In most families using spoken language, children begin to learn language by being exposed to the sounds of people talking from birth. Children with hearing loss are also able to learn language, but may need to be exposed to language in different ways to do so.

This is why hearing screening is important for children at all ages of development. The Minnesota Newborn Screening Program now tests most babies within 24 hours of birth, before they leave the hospital. If the initial test suggests your baby may be deaf or hard of hearing, you will be referred to follow up testing and re-screening. The Minnesota Early Hearing Detection and Intervention Program provides many rich resources for parents on this journey.

All parents should keep in mind that hearing loss can occur at any age. If you notice changes in your child’s behavior, your child is not speaking as expected or seems to not follow directions, talk to your doctor. If you have Medical Assistance or MinnesotaCare, this is a covered visit under the Child and Teen Checkups program.

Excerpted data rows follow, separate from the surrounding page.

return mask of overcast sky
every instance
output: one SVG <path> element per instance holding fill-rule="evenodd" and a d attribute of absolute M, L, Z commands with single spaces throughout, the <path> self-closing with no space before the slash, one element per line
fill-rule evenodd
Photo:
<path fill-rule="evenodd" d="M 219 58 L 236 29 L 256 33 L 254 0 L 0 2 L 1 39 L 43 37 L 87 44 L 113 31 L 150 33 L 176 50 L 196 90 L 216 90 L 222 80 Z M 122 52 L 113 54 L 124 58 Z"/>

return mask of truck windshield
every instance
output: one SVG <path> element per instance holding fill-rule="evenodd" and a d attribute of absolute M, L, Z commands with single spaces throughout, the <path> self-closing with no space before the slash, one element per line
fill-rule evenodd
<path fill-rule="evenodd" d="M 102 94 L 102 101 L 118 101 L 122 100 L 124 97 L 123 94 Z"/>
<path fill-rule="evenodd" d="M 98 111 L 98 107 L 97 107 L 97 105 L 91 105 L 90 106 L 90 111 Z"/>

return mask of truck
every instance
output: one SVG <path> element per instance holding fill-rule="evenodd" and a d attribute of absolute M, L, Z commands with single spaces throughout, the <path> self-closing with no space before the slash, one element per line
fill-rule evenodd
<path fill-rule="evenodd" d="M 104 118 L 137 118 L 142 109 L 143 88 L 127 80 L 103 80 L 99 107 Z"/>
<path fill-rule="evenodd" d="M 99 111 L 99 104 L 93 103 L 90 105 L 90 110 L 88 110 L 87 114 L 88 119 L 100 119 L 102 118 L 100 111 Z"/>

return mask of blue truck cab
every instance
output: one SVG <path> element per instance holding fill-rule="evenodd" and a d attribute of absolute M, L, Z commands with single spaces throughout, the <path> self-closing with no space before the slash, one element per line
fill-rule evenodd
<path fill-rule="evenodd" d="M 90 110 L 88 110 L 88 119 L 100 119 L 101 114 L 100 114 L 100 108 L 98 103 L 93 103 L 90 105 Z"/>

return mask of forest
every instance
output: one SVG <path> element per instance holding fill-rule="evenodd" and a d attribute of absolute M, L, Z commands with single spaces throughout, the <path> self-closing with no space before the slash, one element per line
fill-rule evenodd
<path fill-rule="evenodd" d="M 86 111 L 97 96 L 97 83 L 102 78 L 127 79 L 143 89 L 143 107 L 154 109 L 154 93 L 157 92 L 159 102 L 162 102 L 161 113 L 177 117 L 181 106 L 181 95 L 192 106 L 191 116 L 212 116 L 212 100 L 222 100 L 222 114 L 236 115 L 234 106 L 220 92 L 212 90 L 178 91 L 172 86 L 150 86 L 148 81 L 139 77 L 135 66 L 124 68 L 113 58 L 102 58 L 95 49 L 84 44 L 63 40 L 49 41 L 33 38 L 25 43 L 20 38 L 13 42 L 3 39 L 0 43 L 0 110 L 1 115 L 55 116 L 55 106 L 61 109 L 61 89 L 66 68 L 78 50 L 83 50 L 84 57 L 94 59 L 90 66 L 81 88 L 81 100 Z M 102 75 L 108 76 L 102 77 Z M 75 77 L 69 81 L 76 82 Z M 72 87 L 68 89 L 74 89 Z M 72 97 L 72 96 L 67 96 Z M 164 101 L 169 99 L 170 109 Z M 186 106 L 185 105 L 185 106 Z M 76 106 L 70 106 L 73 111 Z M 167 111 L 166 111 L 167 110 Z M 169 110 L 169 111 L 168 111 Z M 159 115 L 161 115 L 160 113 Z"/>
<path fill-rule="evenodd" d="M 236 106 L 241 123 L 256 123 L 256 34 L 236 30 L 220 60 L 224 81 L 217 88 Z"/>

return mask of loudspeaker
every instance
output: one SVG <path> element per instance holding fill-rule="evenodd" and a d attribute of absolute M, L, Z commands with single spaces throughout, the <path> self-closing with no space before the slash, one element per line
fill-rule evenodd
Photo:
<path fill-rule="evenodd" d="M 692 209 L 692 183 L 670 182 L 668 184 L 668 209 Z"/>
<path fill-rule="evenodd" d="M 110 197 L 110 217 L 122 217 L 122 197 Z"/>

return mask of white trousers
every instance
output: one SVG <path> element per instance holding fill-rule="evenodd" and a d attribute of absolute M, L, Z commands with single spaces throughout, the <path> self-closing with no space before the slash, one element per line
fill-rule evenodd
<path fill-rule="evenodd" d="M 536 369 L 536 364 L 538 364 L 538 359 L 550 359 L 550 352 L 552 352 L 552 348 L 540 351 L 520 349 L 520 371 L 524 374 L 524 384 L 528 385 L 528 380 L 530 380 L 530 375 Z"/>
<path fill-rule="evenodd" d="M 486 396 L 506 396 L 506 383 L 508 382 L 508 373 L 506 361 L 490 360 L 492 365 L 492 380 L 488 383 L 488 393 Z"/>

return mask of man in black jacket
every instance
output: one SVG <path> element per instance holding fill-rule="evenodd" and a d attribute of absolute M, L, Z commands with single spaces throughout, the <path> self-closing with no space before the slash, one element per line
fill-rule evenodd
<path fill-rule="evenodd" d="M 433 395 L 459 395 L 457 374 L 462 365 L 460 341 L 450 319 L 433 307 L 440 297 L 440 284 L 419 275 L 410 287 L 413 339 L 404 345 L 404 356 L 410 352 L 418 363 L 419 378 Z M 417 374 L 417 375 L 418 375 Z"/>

The Minnesota Department of Human Services, Deaf and Hard of Hearing Services Division provides many helpful resources to families of children with hearing loss, including:

  • Information and referrals to a wide range of resources, through this website and through our Deaf and Hard of Hearing Specialists
  • Grants to community programs
  • Grants to mental health service providers who serve deaf and hard of hearing children

The Minnesota Commission of the Deaf, DeafBlind and Hard of Hearing (MNCDHH) has a resource page designed for parents, family members, and students who are deaf, deafblind and hard of hearing. It describes organizations, programs and services, and provides links to their websites.